When we eat, our body breaks down most of our food into glucose, a sugar in our blood that is the main source of energy. The glucose from food travels into the bloodstream with the help of insulin, a hormone produced by the pancreas.Our body usually produces enough insulin to move the glucose into the bloodstream, but this process does not work properly in people with diabetes. The pancreas either produces little to no insulin, or the insulin is not utilized properly. This causes a buildup of glucose that then passes out through the urine and does not fuel the body.

Types of Diabetes

There are several different types of diabetes, each with its own set of causes, abnormalities and treatments. The two most common types of diabetes include:

  • Type 1 Diabetes - This is an autoimmune disease in which the body attacks itself, specifically the cells in the pancreas that produce insulin. The cause of this condition is unknown, but most likely to affect patients with a family history of the disease.
  • Type 2 Diabetes - This form of the disease is affected by obesity and family history, and is more common in females. It involves a resistance to insulin, causing glucose to build up in the bloodstream if not managed.

Treatment of Diabetes

Although diabetes can lead to serious complications and has no cure currently available, it can often be successfully managed through dedicated, lifelong treatment. There are several life changes that patients can make to help control blood pressure and cholesterol levels to reduce the risk of cardiovascular disease. These may include eating healthy, exercising regularly, quitting smoking, moderating alcohol consumption and reducing stress to help patients improve their health overall.
Depending on the type of diabetes, patients may need to take insulin each day to help maintain blood sugar levels. All patients with type 1 diabetes will need insulin on a daily basis, while only some with type 2 diabetes will need it as well. Insulin is injected into the body by the patient through a fine needle and syringe or an insulin pen. It is essential that patients with diabetes watch what they eat and regularly monitor glucose levels in order to assess their need for insulin or oral medication.

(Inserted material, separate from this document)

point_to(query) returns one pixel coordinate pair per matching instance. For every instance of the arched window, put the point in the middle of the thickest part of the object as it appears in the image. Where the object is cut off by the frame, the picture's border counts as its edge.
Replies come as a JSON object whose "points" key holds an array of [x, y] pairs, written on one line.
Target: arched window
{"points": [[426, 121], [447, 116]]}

Managing Diabetes with Torrance Family Care

At Torrance Family Care, we help patients develop personalized treatment plans to effectively manage diabetes, prevent complications and maintain their quality of life. Taking an active role in your treatment is one of the most effective and responsible roles a patient can take in their care. You should see your doctor on a regular basis, and also have your eyes, feet and heart checked frequently to detect any problems as soon as possible.
In addition to our regular treatments, we also provide ongoing support for all patients with diabetes to help them cope with their condition on a regular basis and to promote overall patient health and well-being. Despite its serious complications, it is still possible for patients with diabetes to live an active and happy life.